Alguma outra sul’dam podia chegar, no entanto. Havia muito mais sul’dam do que damane, e todas as sul’dam queriam a sua vez de usar um bracelete. Era o que chamavam de “estar completa”. Porém, Renna estava encarregada de seu treinamento, e era ela quem usava seu bracelete na maioria das vezes. Se qualquer pessoa aparecesse, não haveria nada para impedir sua entrada. Não havia fechaduras nas portas dos quartos das damane. O aposento de Egwene tinha apenas uma cama dura e estreita, um jarro lascado e uma bacia para se lavar, uma cadeira e uma pequena mesa, e não havia espaço para mais mobília. Damane não precisavam de conforto, privacidade ou pertences. Damane eram pertences. Min também tinha um quarto exatamente como aquele, em outra casa. Mas a garota podia ir e vir quando quisesse, ou quase. Os Seanchan adoravam regras: tinham mais regras para toda a população do que a Torre Branca tinha para as noviças.
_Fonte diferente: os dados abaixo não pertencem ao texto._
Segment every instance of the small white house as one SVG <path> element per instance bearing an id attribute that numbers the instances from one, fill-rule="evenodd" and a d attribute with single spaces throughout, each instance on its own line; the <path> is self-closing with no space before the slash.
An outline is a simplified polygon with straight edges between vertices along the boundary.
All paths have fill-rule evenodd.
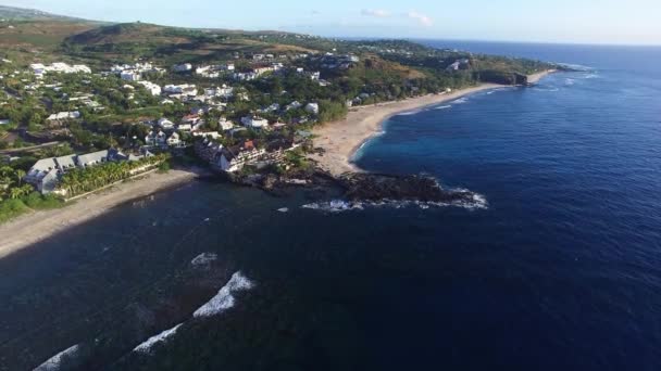
<path id="1" fill-rule="evenodd" d="M 221 119 L 219 119 L 219 128 L 223 131 L 232 130 L 232 128 L 234 128 L 234 123 L 228 121 L 225 117 L 221 117 Z"/>
<path id="2" fill-rule="evenodd" d="M 245 127 L 253 129 L 263 129 L 269 127 L 269 120 L 259 116 L 242 117 L 241 124 L 244 124 Z"/>
<path id="3" fill-rule="evenodd" d="M 161 95 L 161 87 L 151 82 L 151 81 L 139 81 L 138 84 L 140 84 L 141 86 L 145 87 L 145 89 L 147 89 L 152 95 L 158 97 Z"/>
<path id="4" fill-rule="evenodd" d="M 178 73 L 185 73 L 185 72 L 192 71 L 192 64 L 184 63 L 184 64 L 176 65 L 176 66 L 174 66 L 174 71 L 178 72 Z"/>
<path id="5" fill-rule="evenodd" d="M 163 117 L 159 119 L 159 126 L 163 129 L 163 130 L 171 130 L 174 128 L 174 123 L 171 121 L 170 119 Z"/>
<path id="6" fill-rule="evenodd" d="M 125 71 L 120 77 L 126 81 L 139 81 L 142 76 L 134 71 Z"/>
<path id="7" fill-rule="evenodd" d="M 182 139 L 179 138 L 179 135 L 176 132 L 173 132 L 170 138 L 167 138 L 167 145 L 170 146 L 180 146 L 182 145 Z"/>
<path id="8" fill-rule="evenodd" d="M 305 112 L 313 115 L 319 115 L 319 103 L 308 103 L 308 105 L 305 105 Z"/>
Egwene estava bem afastada da janela. Não queria que alguma das mulheres lá embaixo olhasse para cima e por acaso notasse o brilho que sabia que a cercava por canalizar o Poder Único, sondando cuidadosamente a coleira em seu pescoço, em uma investigação inútil. Sequer podia dizer se o colar era trançado ou feito de elos. Às vezes parecia ser de um jeito, às vezes, de outro. Mas sempre parecia uma peça única. Era apenas uma gota minúscula do Poder, a menor quantidade que ela conseguia imaginar, mas ainda fazia o suor escorrer por sua testa e embrulhava o estômago. Era uma das propriedades do a’dam: se a damane tentasse canalizar sem uma sul’dam usando o bracelete, sentia-se mal, e, quanto mais Poder canalizava, pior se sentia. Acender uma vela além do alcance da mão teria feito Egwene vomitar. Certa vez, Renna mandara que ela fizesse malabarismos com as bolinhas de luz enquanto o bracelete estava sobre a mesa. A lembrança ainda lhe dava calafrios.

Naquele momento, a corrente prateada serpenteava pelo chão e subia pela parede de madeira sem pintura até o pino em que o bracelete estava pendurado. A visão dele ali a fazia cerrar os dentes, furiosa. Se um cão fosse preso com tanto descuido, fugiria. Se uma damane movesse o bracelete um pé sequer de onde fora tocado pela última vez por uma sul’dam… Renna também a mandara fazer aquilo, carregar o próprio bracelete pelo quarto. Ou pelo menos tentar. Tinha certeza de que haviam se passado apenas alguns minutos antes que a sul’dam prendesse o bracelete no próprio pulso. Para Egwene, no entanto, os gritos e as câimbras que a fizeram se contorcer no chão pareceram durar horas.